Les propos introductifs ont rappelé que près des deux tiers des aliments que nous consommons sont originaires d’une autre zone géographique. M. Chandeigne (éditeur, traducteur) a ainsi souligné que les voyages de navires espagnols et portugais, au cours du XVIe siècle, ont été les vecteurs d’un bouleversement alimentaire mondial. Plantes et graines ont été déplacées d’un continent à l’autre, comme le cocotier asiatique, le piment américain ou le caféier africain (voir à ce sujet un précédent billet sur ce blog). C. Grataloup (géohistorien) s’est quant à lui intéressé à l’histoire du petit-déjeuner et aux origines de ses produits phares, thé, café et cacao, issus de trois continents différents (voir à ce sujet un précédent billet sur ce blog). Le repas matinal, organisé autour de l’une de ces boissons chaudes, a émergé en Europe au début du XVIIIe siècle, d’abord dans les couches sociales aisées, puis s’est popularisé au cours du siècle suivant.
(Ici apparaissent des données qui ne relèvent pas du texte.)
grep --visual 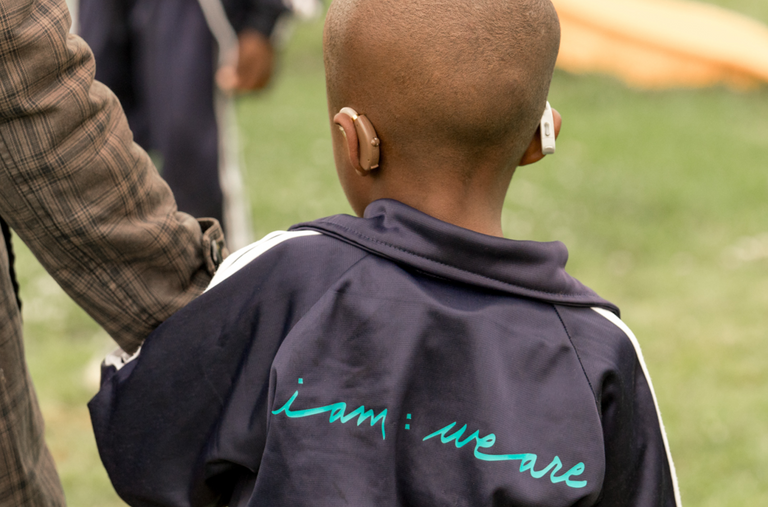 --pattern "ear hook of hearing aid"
[339,107,381,171]
[539,101,555,155]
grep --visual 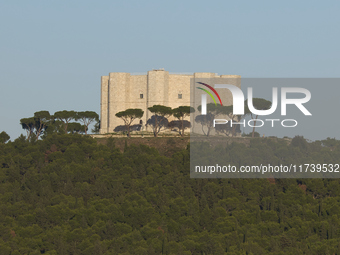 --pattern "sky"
[0,0,340,140]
Le développement de ces pratiques en Occident, inscrit dans de plus larges processus politico-économiques, n’a pas été sans conséquences négatives : colonialisme, traites esclavagistes et déportations d’hommes.
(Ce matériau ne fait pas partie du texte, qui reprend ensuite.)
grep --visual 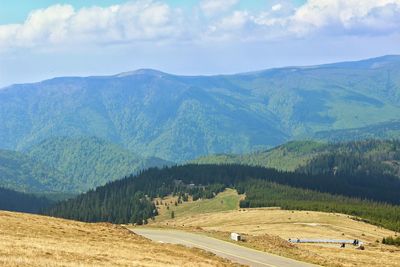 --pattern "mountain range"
[0,56,400,162]
[0,137,171,196]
Pour K. Mouzawak (activiste culinaire libanais), les aliments ne voyagent pas seuls, ce sont les hommes (conquérants, colonisateurs, marchands, immigrés, etc.) qui voyagent et les transportent avec eux. Étudiant les effets de la migration, M. Lefebvre (nutritionniste) montre que si les arrivants enrichissent culturellement et culinairement la nouvelle région d’accueil, celle-ci, par son offre de denrées plus abondante et différente, peut altérer la santé des nouveaux venus. Au-delà des aliments, ce sont les savoirs culinaires, recettes et concepts de plats qui voyagent. S. Sanchez (anthropologue) présente le cas de la pizza, partie à la conquête des tables du monde entier. Enfin, plusieurs projets autour de la transmission culinaire ont également été présentés : Tawlet de K. Mouzawak, Grandmas Projet de J. Parienté et le Refugee Food Festival de M. Mandrila. Il en ressort que la cuisine peut très vite devenir un geste politique et militant.